The task of defending nature is not without peril, United Methodist Bishops tried to direct the attention of the members of this denomination to the protection of the environment. The Episcopal Document they produced was called "In Defense of Creation" and were ridiculed by many who felt they were naive and "idealistic". While it might have been true that some of the statistics the Bishops used to energize church members to get involved in ecological concerns were flawed, the direction in which they pointed their flock was the most appropriate for our time and thoroughly congruent with Paul's belief that personal salvation and the redemption of nature are, in fact, two sides of one event.

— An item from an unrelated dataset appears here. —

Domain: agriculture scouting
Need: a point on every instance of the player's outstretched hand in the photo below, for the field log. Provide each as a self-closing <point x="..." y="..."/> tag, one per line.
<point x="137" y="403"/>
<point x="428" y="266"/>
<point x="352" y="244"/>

Some of you are listening to this sermon as you travel from one place to another during your summer vacation. As you look outside your vehicle's windows a magnificent landscape appears. Perhaps you are remembering, or humming or even singing America the Beautiful. "O Beautiful for spacious skies...for amber waves" Others might remember Woodie Guthrie's "This land is your land, this land is my land, from California to the New York Island" both of these songs have as a common theme the appreciation of the beauty of the land and the need to work to protect it from those that desecrate it constantly by putting profits ahead of the well being of its current inhabitants or of future generations. Woodie Guthrie wrote "this land was made for you and me" to counter the monopolistic greedy tendencies of many in his generation and Katharine Lee Bates included phrases in America the Beautiful to counter the warring tendencies which see saw looming ahead. She argued for "liberty in law", for "self control" and for "alabaster cities undimmed by human tears" in the prayerful vision of what is now the last (and seldom sung) stanza in her hymn.
May God bless you this summer and always and, if you are vacationing, may the grandeur of this land inspire you to become a defender of creation, an "earthist" Christian who can, with the Apostle Paul, hear the groaning pains of Nature waiting for the true sons and daughters of God to be revealed so that even Nature itself may be redeemed at last.